University News

Program looks to boost postdoc diversity

Postdoctoral Fellowship Program set to launch first phase with hiring of six fellows

By
Senior Staff Writer
Monday, February 24, 2014

Six postdoctoral fellows will be appointed in the next two years as part of the President’s Diversity Postdoctoral Fellowship Program, said Kevin McLaughlin P’12, dean of the faculty. The hiring of these fellows is the first phase of a three-part program aimed at expanding the faculty’s diversity.

Originally, the program was slated to award three one-year fellowships, but President Christina Paxson agreed to provide extra funding last week to enable the program to fund six postdocs for two years each, McLaughlin said.

The program will recruit scholars from underrepresented minority groups and who are studying questions related to race, ethnicity and gender in order to further the University’s mission of increasing diversity in hiring. The University will target recruitment efforts at African Americans, American Indians and women in the sciences and economics, he added.

Most fellowships will be awarded to “scholars at the very beginning of their career,” including graduate students in the final phases of their dissertations, McLaughlin said.

During the first phase, which is beginning now and will last roughly two years, various centers and institutes will each hire a postdoctoral fellow, and each fellow will be affiliated with one academic department, McLaughlin said.
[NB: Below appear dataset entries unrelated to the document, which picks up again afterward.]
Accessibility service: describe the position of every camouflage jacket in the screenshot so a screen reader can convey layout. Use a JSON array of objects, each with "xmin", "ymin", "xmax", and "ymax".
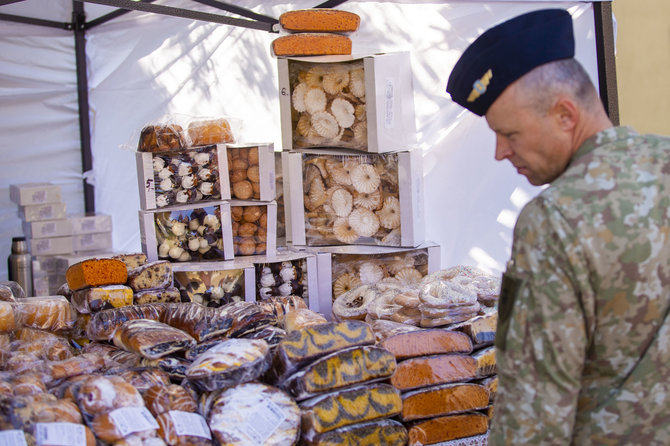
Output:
[{"xmin": 490, "ymin": 127, "xmax": 670, "ymax": 445}]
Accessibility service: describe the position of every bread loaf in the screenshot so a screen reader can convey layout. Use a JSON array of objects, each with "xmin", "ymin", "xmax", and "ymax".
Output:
[
  {"xmin": 0, "ymin": 301, "xmax": 15, "ymax": 332},
  {"xmin": 127, "ymin": 260, "xmax": 172, "ymax": 291},
  {"xmin": 300, "ymin": 383, "xmax": 402, "ymax": 434},
  {"xmin": 118, "ymin": 368, "xmax": 171, "ymax": 395},
  {"xmin": 272, "ymin": 33, "xmax": 352, "ymax": 57},
  {"xmin": 71, "ymin": 285, "xmax": 134, "ymax": 314},
  {"xmin": 258, "ymin": 295, "xmax": 308, "ymax": 320},
  {"xmin": 452, "ymin": 308, "xmax": 497, "ymax": 347},
  {"xmin": 208, "ymin": 382, "xmax": 300, "ymax": 446},
  {"xmin": 279, "ymin": 9, "xmax": 360, "ymax": 33},
  {"xmin": 133, "ymin": 286, "xmax": 181, "ymax": 305},
  {"xmin": 113, "ymin": 319, "xmax": 196, "ymax": 360},
  {"xmin": 224, "ymin": 301, "xmax": 277, "ymax": 338},
  {"xmin": 185, "ymin": 338, "xmax": 271, "ymax": 392},
  {"xmin": 301, "ymin": 419, "xmax": 407, "ymax": 446},
  {"xmin": 76, "ymin": 375, "xmax": 144, "ymax": 418},
  {"xmin": 66, "ymin": 258, "xmax": 128, "ymax": 291},
  {"xmin": 280, "ymin": 345, "xmax": 396, "ymax": 401},
  {"xmin": 187, "ymin": 118, "xmax": 233, "ymax": 146},
  {"xmin": 138, "ymin": 124, "xmax": 185, "ymax": 152},
  {"xmin": 240, "ymin": 324, "xmax": 286, "ymax": 348},
  {"xmin": 271, "ymin": 320, "xmax": 376, "ymax": 383},
  {"xmin": 160, "ymin": 303, "xmax": 229, "ymax": 342},
  {"xmin": 401, "ymin": 383, "xmax": 490, "ymax": 422},
  {"xmin": 144, "ymin": 384, "xmax": 198, "ymax": 416},
  {"xmin": 476, "ymin": 375, "xmax": 498, "ymax": 402},
  {"xmin": 112, "ymin": 252, "xmax": 148, "ymax": 269},
  {"xmin": 391, "ymin": 354, "xmax": 477, "ymax": 392},
  {"xmin": 371, "ymin": 319, "xmax": 422, "ymax": 341},
  {"xmin": 380, "ymin": 329, "xmax": 473, "ymax": 360},
  {"xmin": 473, "ymin": 345, "xmax": 496, "ymax": 378},
  {"xmin": 156, "ymin": 411, "xmax": 213, "ymax": 445},
  {"xmin": 283, "ymin": 307, "xmax": 327, "ymax": 332},
  {"xmin": 87, "ymin": 304, "xmax": 165, "ymax": 341},
  {"xmin": 15, "ymin": 296, "xmax": 76, "ymax": 332},
  {"xmin": 407, "ymin": 413, "xmax": 489, "ymax": 445}
]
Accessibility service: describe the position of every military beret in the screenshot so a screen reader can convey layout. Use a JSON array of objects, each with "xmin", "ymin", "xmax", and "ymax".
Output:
[{"xmin": 446, "ymin": 9, "xmax": 575, "ymax": 116}]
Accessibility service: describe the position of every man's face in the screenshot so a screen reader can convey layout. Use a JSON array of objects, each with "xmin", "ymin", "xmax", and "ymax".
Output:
[{"xmin": 485, "ymin": 82, "xmax": 572, "ymax": 186}]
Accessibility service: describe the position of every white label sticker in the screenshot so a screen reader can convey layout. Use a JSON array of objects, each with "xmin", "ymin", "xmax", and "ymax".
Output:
[
  {"xmin": 31, "ymin": 190, "xmax": 47, "ymax": 204},
  {"xmin": 0, "ymin": 430, "xmax": 28, "ymax": 446},
  {"xmin": 384, "ymin": 78, "xmax": 395, "ymax": 129},
  {"xmin": 41, "ymin": 222, "xmax": 56, "ymax": 235},
  {"xmin": 108, "ymin": 407, "xmax": 159, "ymax": 437},
  {"xmin": 169, "ymin": 411, "xmax": 212, "ymax": 439},
  {"xmin": 233, "ymin": 400, "xmax": 285, "ymax": 444},
  {"xmin": 35, "ymin": 423, "xmax": 86, "ymax": 446}
]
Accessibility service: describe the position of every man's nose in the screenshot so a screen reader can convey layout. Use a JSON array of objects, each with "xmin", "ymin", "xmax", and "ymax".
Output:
[{"xmin": 494, "ymin": 135, "xmax": 512, "ymax": 161}]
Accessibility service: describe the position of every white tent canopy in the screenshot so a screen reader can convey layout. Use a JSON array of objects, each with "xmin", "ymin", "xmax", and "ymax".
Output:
[{"xmin": 0, "ymin": 0, "xmax": 611, "ymax": 279}]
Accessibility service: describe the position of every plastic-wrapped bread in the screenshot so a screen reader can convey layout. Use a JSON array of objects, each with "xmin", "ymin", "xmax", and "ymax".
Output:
[
  {"xmin": 258, "ymin": 295, "xmax": 307, "ymax": 320},
  {"xmin": 301, "ymin": 419, "xmax": 407, "ymax": 446},
  {"xmin": 89, "ymin": 406, "xmax": 160, "ymax": 443},
  {"xmin": 140, "ymin": 356, "xmax": 191, "ymax": 381},
  {"xmin": 71, "ymin": 284, "xmax": 134, "ymax": 314},
  {"xmin": 476, "ymin": 375, "xmax": 498, "ymax": 402},
  {"xmin": 379, "ymin": 329, "xmax": 473, "ymax": 360},
  {"xmin": 300, "ymin": 383, "xmax": 402, "ymax": 435},
  {"xmin": 451, "ymin": 308, "xmax": 497, "ymax": 348},
  {"xmin": 240, "ymin": 325, "xmax": 286, "ymax": 348},
  {"xmin": 66, "ymin": 258, "xmax": 128, "ymax": 291},
  {"xmin": 279, "ymin": 9, "xmax": 360, "ymax": 33},
  {"xmin": 12, "ymin": 372, "xmax": 48, "ymax": 396},
  {"xmin": 391, "ymin": 354, "xmax": 477, "ymax": 392},
  {"xmin": 160, "ymin": 303, "xmax": 230, "ymax": 342},
  {"xmin": 113, "ymin": 319, "xmax": 196, "ymax": 360},
  {"xmin": 138, "ymin": 123, "xmax": 185, "ymax": 152},
  {"xmin": 271, "ymin": 320, "xmax": 375, "ymax": 383},
  {"xmin": 156, "ymin": 410, "xmax": 213, "ymax": 446},
  {"xmin": 183, "ymin": 336, "xmax": 227, "ymax": 361},
  {"xmin": 134, "ymin": 286, "xmax": 182, "ymax": 305},
  {"xmin": 30, "ymin": 422, "xmax": 97, "ymax": 446},
  {"xmin": 208, "ymin": 382, "xmax": 300, "ymax": 446},
  {"xmin": 87, "ymin": 304, "xmax": 165, "ymax": 341},
  {"xmin": 279, "ymin": 345, "xmax": 396, "ymax": 401},
  {"xmin": 14, "ymin": 296, "xmax": 76, "ymax": 332},
  {"xmin": 224, "ymin": 301, "xmax": 277, "ymax": 338},
  {"xmin": 0, "ymin": 283, "xmax": 17, "ymax": 302},
  {"xmin": 272, "ymin": 33, "xmax": 352, "ymax": 57},
  {"xmin": 112, "ymin": 252, "xmax": 148, "ymax": 269},
  {"xmin": 185, "ymin": 338, "xmax": 271, "ymax": 392},
  {"xmin": 75, "ymin": 375, "xmax": 144, "ymax": 419},
  {"xmin": 370, "ymin": 319, "xmax": 422, "ymax": 342},
  {"xmin": 127, "ymin": 260, "xmax": 173, "ymax": 291},
  {"xmin": 1, "ymin": 280, "xmax": 25, "ymax": 299},
  {"xmin": 401, "ymin": 383, "xmax": 490, "ymax": 422},
  {"xmin": 283, "ymin": 307, "xmax": 327, "ymax": 332},
  {"xmin": 0, "ymin": 301, "xmax": 15, "ymax": 332},
  {"xmin": 186, "ymin": 118, "xmax": 234, "ymax": 146},
  {"xmin": 144, "ymin": 384, "xmax": 198, "ymax": 416},
  {"xmin": 407, "ymin": 413, "xmax": 489, "ymax": 445},
  {"xmin": 472, "ymin": 345, "xmax": 496, "ymax": 378},
  {"xmin": 118, "ymin": 368, "xmax": 172, "ymax": 395}
]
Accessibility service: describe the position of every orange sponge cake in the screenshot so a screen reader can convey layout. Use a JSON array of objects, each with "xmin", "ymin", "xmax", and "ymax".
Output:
[
  {"xmin": 279, "ymin": 9, "xmax": 360, "ymax": 33},
  {"xmin": 66, "ymin": 258, "xmax": 128, "ymax": 291},
  {"xmin": 272, "ymin": 33, "xmax": 352, "ymax": 57}
]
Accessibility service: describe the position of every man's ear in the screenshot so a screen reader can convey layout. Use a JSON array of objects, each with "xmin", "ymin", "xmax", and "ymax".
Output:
[{"xmin": 551, "ymin": 97, "xmax": 579, "ymax": 131}]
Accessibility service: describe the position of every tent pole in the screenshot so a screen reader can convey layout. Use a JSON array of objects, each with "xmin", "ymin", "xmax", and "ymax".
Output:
[
  {"xmin": 73, "ymin": 1, "xmax": 95, "ymax": 213},
  {"xmin": 593, "ymin": 1, "xmax": 619, "ymax": 125}
]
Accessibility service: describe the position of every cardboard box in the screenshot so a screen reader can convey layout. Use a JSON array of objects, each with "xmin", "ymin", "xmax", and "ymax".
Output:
[
  {"xmin": 231, "ymin": 200, "xmax": 277, "ymax": 257},
  {"xmin": 275, "ymin": 151, "xmax": 287, "ymax": 245},
  {"xmin": 69, "ymin": 214, "xmax": 113, "ymax": 235},
  {"xmin": 227, "ymin": 143, "xmax": 276, "ymax": 201},
  {"xmin": 29, "ymin": 236, "xmax": 73, "ymax": 256},
  {"xmin": 18, "ymin": 202, "xmax": 67, "ymax": 222},
  {"xmin": 136, "ymin": 144, "xmax": 231, "ymax": 210},
  {"xmin": 9, "ymin": 182, "xmax": 62, "ymax": 206},
  {"xmin": 172, "ymin": 261, "xmax": 255, "ymax": 306},
  {"xmin": 23, "ymin": 219, "xmax": 73, "ymax": 239},
  {"xmin": 241, "ymin": 249, "xmax": 319, "ymax": 313},
  {"xmin": 284, "ymin": 150, "xmax": 424, "ymax": 247},
  {"xmin": 73, "ymin": 232, "xmax": 113, "ymax": 253},
  {"xmin": 309, "ymin": 242, "xmax": 441, "ymax": 319},
  {"xmin": 140, "ymin": 201, "xmax": 234, "ymax": 263},
  {"xmin": 32, "ymin": 270, "xmax": 66, "ymax": 296},
  {"xmin": 278, "ymin": 52, "xmax": 416, "ymax": 153}
]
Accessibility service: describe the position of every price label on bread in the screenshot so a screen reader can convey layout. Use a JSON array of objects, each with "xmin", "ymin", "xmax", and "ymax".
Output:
[
  {"xmin": 0, "ymin": 430, "xmax": 28, "ymax": 446},
  {"xmin": 108, "ymin": 407, "xmax": 159, "ymax": 437},
  {"xmin": 34, "ymin": 423, "xmax": 86, "ymax": 446},
  {"xmin": 168, "ymin": 411, "xmax": 212, "ymax": 439},
  {"xmin": 230, "ymin": 400, "xmax": 286, "ymax": 444}
]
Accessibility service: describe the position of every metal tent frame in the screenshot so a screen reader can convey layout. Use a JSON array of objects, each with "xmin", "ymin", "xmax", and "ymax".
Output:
[{"xmin": 0, "ymin": 0, "xmax": 619, "ymax": 214}]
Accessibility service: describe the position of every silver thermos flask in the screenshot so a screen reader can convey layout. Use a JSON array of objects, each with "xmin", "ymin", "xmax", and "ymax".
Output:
[{"xmin": 8, "ymin": 236, "xmax": 32, "ymax": 297}]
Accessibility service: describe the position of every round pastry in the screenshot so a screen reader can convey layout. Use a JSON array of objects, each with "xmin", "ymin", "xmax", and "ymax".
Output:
[
  {"xmin": 231, "ymin": 221, "xmax": 240, "ymax": 237},
  {"xmin": 187, "ymin": 118, "xmax": 233, "ymax": 146},
  {"xmin": 256, "ymin": 227, "xmax": 267, "ymax": 242},
  {"xmin": 252, "ymin": 181, "xmax": 261, "ymax": 199},
  {"xmin": 231, "ymin": 206, "xmax": 244, "ymax": 222},
  {"xmin": 242, "ymin": 206, "xmax": 263, "ymax": 223},
  {"xmin": 332, "ymin": 284, "xmax": 376, "ymax": 321},
  {"xmin": 238, "ymin": 222, "xmax": 257, "ymax": 237},
  {"xmin": 230, "ymin": 159, "xmax": 248, "ymax": 172},
  {"xmin": 259, "ymin": 212, "xmax": 267, "ymax": 229},
  {"xmin": 247, "ymin": 165, "xmax": 260, "ymax": 183},
  {"xmin": 229, "ymin": 169, "xmax": 247, "ymax": 184},
  {"xmin": 232, "ymin": 180, "xmax": 253, "ymax": 200},
  {"xmin": 238, "ymin": 237, "xmax": 256, "ymax": 256},
  {"xmin": 248, "ymin": 147, "xmax": 259, "ymax": 165},
  {"xmin": 255, "ymin": 243, "xmax": 266, "ymax": 255}
]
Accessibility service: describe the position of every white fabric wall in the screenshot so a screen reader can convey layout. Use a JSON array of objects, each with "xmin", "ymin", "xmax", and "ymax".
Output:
[{"xmin": 0, "ymin": 1, "xmax": 599, "ymax": 280}]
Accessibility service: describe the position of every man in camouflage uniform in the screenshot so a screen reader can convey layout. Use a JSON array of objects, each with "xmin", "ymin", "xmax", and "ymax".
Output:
[{"xmin": 447, "ymin": 9, "xmax": 670, "ymax": 445}]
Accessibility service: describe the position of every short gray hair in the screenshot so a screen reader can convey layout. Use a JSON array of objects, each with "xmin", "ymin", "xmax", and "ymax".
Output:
[{"xmin": 517, "ymin": 58, "xmax": 600, "ymax": 115}]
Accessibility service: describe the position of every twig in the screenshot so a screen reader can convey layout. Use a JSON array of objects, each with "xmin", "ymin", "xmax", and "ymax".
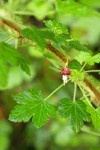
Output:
[
  {"xmin": 73, "ymin": 83, "xmax": 77, "ymax": 102},
  {"xmin": 81, "ymin": 127, "xmax": 100, "ymax": 137}
]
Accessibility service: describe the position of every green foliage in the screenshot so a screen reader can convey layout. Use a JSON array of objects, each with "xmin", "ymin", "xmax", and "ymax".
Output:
[
  {"xmin": 85, "ymin": 102, "xmax": 100, "ymax": 128},
  {"xmin": 44, "ymin": 20, "xmax": 68, "ymax": 35},
  {"xmin": 8, "ymin": 20, "xmax": 100, "ymax": 132},
  {"xmin": 0, "ymin": 0, "xmax": 100, "ymax": 149},
  {"xmin": 87, "ymin": 53, "xmax": 100, "ymax": 66},
  {"xmin": 71, "ymin": 70, "xmax": 85, "ymax": 81},
  {"xmin": 21, "ymin": 26, "xmax": 46, "ymax": 50},
  {"xmin": 68, "ymin": 40, "xmax": 89, "ymax": 52},
  {"xmin": 0, "ymin": 42, "xmax": 30, "ymax": 87},
  {"xmin": 9, "ymin": 89, "xmax": 56, "ymax": 127},
  {"xmin": 56, "ymin": 0, "xmax": 100, "ymax": 17},
  {"xmin": 26, "ymin": 0, "xmax": 54, "ymax": 20},
  {"xmin": 75, "ymin": 51, "xmax": 100, "ymax": 66},
  {"xmin": 58, "ymin": 98, "xmax": 90, "ymax": 132},
  {"xmin": 75, "ymin": 51, "xmax": 92, "ymax": 64},
  {"xmin": 21, "ymin": 20, "xmax": 91, "ymax": 54},
  {"xmin": 68, "ymin": 60, "xmax": 82, "ymax": 70},
  {"xmin": 88, "ymin": 107, "xmax": 100, "ymax": 128}
]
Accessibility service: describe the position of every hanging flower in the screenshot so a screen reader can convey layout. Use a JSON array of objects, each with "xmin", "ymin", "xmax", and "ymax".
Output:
[{"xmin": 61, "ymin": 67, "xmax": 71, "ymax": 85}]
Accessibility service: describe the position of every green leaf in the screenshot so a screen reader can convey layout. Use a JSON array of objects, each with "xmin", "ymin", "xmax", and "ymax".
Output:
[
  {"xmin": 68, "ymin": 60, "xmax": 82, "ymax": 70},
  {"xmin": 75, "ymin": 51, "xmax": 92, "ymax": 64},
  {"xmin": 68, "ymin": 40, "xmax": 89, "ymax": 52},
  {"xmin": 0, "ymin": 42, "xmax": 30, "ymax": 87},
  {"xmin": 87, "ymin": 53, "xmax": 100, "ymax": 66},
  {"xmin": 21, "ymin": 26, "xmax": 46, "ymax": 50},
  {"xmin": 56, "ymin": 0, "xmax": 99, "ymax": 17},
  {"xmin": 75, "ymin": 52, "xmax": 100, "ymax": 66},
  {"xmin": 85, "ymin": 102, "xmax": 100, "ymax": 128},
  {"xmin": 71, "ymin": 70, "xmax": 85, "ymax": 81},
  {"xmin": 9, "ymin": 89, "xmax": 56, "ymax": 127},
  {"xmin": 32, "ymin": 101, "xmax": 55, "ymax": 127},
  {"xmin": 58, "ymin": 98, "xmax": 90, "ymax": 132},
  {"xmin": 89, "ymin": 107, "xmax": 100, "ymax": 128},
  {"xmin": 44, "ymin": 20, "xmax": 68, "ymax": 35},
  {"xmin": 13, "ymin": 89, "xmax": 42, "ymax": 104},
  {"xmin": 0, "ymin": 59, "xmax": 8, "ymax": 87}
]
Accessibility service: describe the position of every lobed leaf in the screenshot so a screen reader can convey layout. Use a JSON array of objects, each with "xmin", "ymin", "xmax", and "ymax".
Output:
[
  {"xmin": 75, "ymin": 51, "xmax": 92, "ymax": 64},
  {"xmin": 85, "ymin": 101, "xmax": 100, "ymax": 128},
  {"xmin": 44, "ymin": 20, "xmax": 68, "ymax": 35},
  {"xmin": 68, "ymin": 60, "xmax": 82, "ymax": 70},
  {"xmin": 75, "ymin": 52, "xmax": 100, "ymax": 66},
  {"xmin": 87, "ymin": 53, "xmax": 100, "ymax": 66},
  {"xmin": 58, "ymin": 98, "xmax": 90, "ymax": 132},
  {"xmin": 13, "ymin": 89, "xmax": 42, "ymax": 104},
  {"xmin": 21, "ymin": 26, "xmax": 46, "ymax": 50},
  {"xmin": 9, "ymin": 89, "xmax": 56, "ymax": 127},
  {"xmin": 68, "ymin": 40, "xmax": 89, "ymax": 52},
  {"xmin": 32, "ymin": 101, "xmax": 56, "ymax": 127},
  {"xmin": 0, "ymin": 42, "xmax": 30, "ymax": 87}
]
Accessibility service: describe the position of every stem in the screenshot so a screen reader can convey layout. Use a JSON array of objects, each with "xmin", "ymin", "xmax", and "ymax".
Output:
[
  {"xmin": 44, "ymin": 83, "xmax": 64, "ymax": 101},
  {"xmin": 79, "ymin": 85, "xmax": 92, "ymax": 106},
  {"xmin": 15, "ymin": 38, "xmax": 18, "ymax": 49},
  {"xmin": 44, "ymin": 79, "xmax": 70, "ymax": 101},
  {"xmin": 80, "ymin": 93, "xmax": 90, "ymax": 100},
  {"xmin": 14, "ymin": 10, "xmax": 55, "ymax": 16},
  {"xmin": 80, "ymin": 62, "xmax": 86, "ymax": 72},
  {"xmin": 73, "ymin": 82, "xmax": 77, "ymax": 102},
  {"xmin": 4, "ymin": 36, "xmax": 14, "ymax": 43},
  {"xmin": 81, "ymin": 127, "xmax": 100, "ymax": 137},
  {"xmin": 85, "ymin": 70, "xmax": 100, "ymax": 73}
]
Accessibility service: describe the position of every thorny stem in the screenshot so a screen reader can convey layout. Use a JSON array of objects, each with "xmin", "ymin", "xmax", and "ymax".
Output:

The departments will be encouraged to retain the fellows on tenure-track positions after two years, he added.

Director of the Haffenreffer Museum Robert Preucel has recruited a new postdoctoral fellow to facilitate research on American Indian artifacts and the development of the museum, McLaughlin said.

The Center for the Study of Slavery and Justice, the Center for the Study of Race and Ethnicity in America and the Watson Institute for International Studies will be the next three centers to hire new postdoctoral fellows under the program, McLaughlin said.

The University’s ability to retain the postdocs as faculty members after two years will receive a boost from Paxson’s plan to grow the faculty by 1 percent per year over the next decade and from the Target of Opportunity program, which allows departments to hire new faculty members before positions become vacant, McLaughlin said.

The postdoctoral fellows are expected to spend approximately two-thirds of their time on expanding their doctoral theses into books, conducting additional research and publishing academic articles, said Liza Cariaga-Lo, associate provost for academic development and diversity.

Each postdoctoral fellow will also teach one course, likely a seminar, every semester, she said. The fellows are expected to participate in events and discussions in their affiliated centers or institutes, she added.

After the program’s initial phase, administrators hope to expand the number of fellowships awarded over a five-year period, Cariaga-Lo said. The administration intends to support the second phase with a grant from the Andrew W. Mellon Foundation, an organization that provides higher education grants, McLaughlin said. The University applied for the grant and expects to receive results within the next week, he added.

The final phase of the program seeks to establish these fellowships as a regular, ongoing program funded by an endowment supported by donors, McLaughlin said.